VIA PRESS RELEASE | This past weekend marked the 20th anniversary of Death Cab For Cutie’s The Photo Album, which was released on October 9, 2001 via Barsuk Records.
In celebration of the record’s anniversary, the band and Barsuk will release a special deluxe edition of DCfC’s third studio album. The Photo Album (Deluxe Edition) is a 35-track reissue featuring a newly remastered version of the original album, and includes the three bonus tracks released with its first CD pressing, which were later released in 2002 as “The Stability EP.” The extensive reissue includes covers of Björk’s “All Is Full of Love” and The Stone Roses’ “I Wanna Be Adored,” previously unreleased tracks, rarities and UK B-sides which have never been available on digital services and, finally, all of the band’s original demos for the album.
The deluxe edition will be available on all digital platforms on October 29th, and a limited edition LP+12” EP version of the album, also newly remastered for vinyl, will be released in the spring of 2022. The gatefold vinyl will include the original album on one disc and “The Stability EP” on the second disc. “The Stability EP” has only been issued on vinyl once, as part of the long out-of-print limited edition 2013 Death Cab for Cutie: The Barsuk Years box set released by Artist in Residence. The vinyl reissue will be on clear 180-gram vinyl and limited to 5,000 copies worldwide.
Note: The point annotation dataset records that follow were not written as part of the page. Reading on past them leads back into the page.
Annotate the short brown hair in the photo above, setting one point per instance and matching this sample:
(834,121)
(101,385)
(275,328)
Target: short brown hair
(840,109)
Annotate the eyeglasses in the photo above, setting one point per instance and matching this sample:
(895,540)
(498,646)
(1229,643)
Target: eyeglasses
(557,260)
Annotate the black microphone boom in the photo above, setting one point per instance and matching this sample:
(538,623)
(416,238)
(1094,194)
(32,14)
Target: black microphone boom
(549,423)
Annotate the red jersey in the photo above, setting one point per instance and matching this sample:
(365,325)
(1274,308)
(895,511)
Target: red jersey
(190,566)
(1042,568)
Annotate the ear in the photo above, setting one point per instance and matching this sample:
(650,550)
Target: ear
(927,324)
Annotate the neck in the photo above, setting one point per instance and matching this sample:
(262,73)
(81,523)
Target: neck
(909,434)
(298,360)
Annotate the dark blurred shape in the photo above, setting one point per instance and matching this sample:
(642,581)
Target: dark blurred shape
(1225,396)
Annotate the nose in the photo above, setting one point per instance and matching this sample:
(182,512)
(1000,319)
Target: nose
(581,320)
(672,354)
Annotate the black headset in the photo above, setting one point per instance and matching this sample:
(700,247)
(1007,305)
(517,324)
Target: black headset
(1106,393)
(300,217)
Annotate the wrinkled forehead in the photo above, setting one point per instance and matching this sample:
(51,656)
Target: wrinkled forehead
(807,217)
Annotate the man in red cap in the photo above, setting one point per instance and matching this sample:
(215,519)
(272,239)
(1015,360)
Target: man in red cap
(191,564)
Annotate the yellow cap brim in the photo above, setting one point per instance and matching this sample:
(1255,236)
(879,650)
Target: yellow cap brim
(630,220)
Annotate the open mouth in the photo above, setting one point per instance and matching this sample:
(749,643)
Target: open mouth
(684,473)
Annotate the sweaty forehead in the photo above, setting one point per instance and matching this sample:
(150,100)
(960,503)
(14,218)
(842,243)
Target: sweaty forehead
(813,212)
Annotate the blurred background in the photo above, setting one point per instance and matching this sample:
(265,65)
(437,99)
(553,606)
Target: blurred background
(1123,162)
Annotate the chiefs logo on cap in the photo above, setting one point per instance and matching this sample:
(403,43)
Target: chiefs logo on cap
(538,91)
Alongside today’s announcement, Death Cab For Cutie share one of the previously unreleased demos for the record. Ben Gibbard describes “Coney Island (Band Demo)” as “a Neil Young-stomp kind of thing,” but producer and then-band member Chris Walla turned it into something very different. “It’s very indicative of the process we were employing at that point, which was to deconstruct something and build it completely back up,” Gibbard says. “In that particular case, it made the song a lot more interesting and gave it a nice flavor and a loneliness that sits well on the album.”
The Seattle-by-way-of-Bellingham quartet— Gibbard, Walla, Nick Harmer and Michael Schorr—were at what Harmer called a “crucial juncture” prior to the making of The Photo Album. “Should we quit our day jobs and really go all-in making music, or should we slow it down a little bit? We decided to go all-in.”
The release had its hardships. The Photo Album was off to a great start in the fall of 2001, until one of the two biggest record distribution companies in the United States, Valley Distribution, filed for Chapter 11 bankruptcy and went immediately out of business. With it went the money owed to Barsuk for the album’s first 20,000 sales. This financial and morale blow, all while the band was in the midst of its latest grueling tour behind its third album in as many years, took a toll that almost stopped DCfC in its tracks. “We almost broke up a couple times on that tour,” Gibbard said. “This thing went from something we were doing for fun at a house in Bellingham because we’re all friends to, now we don’t see our other friends, because we’re doing the band all the time.”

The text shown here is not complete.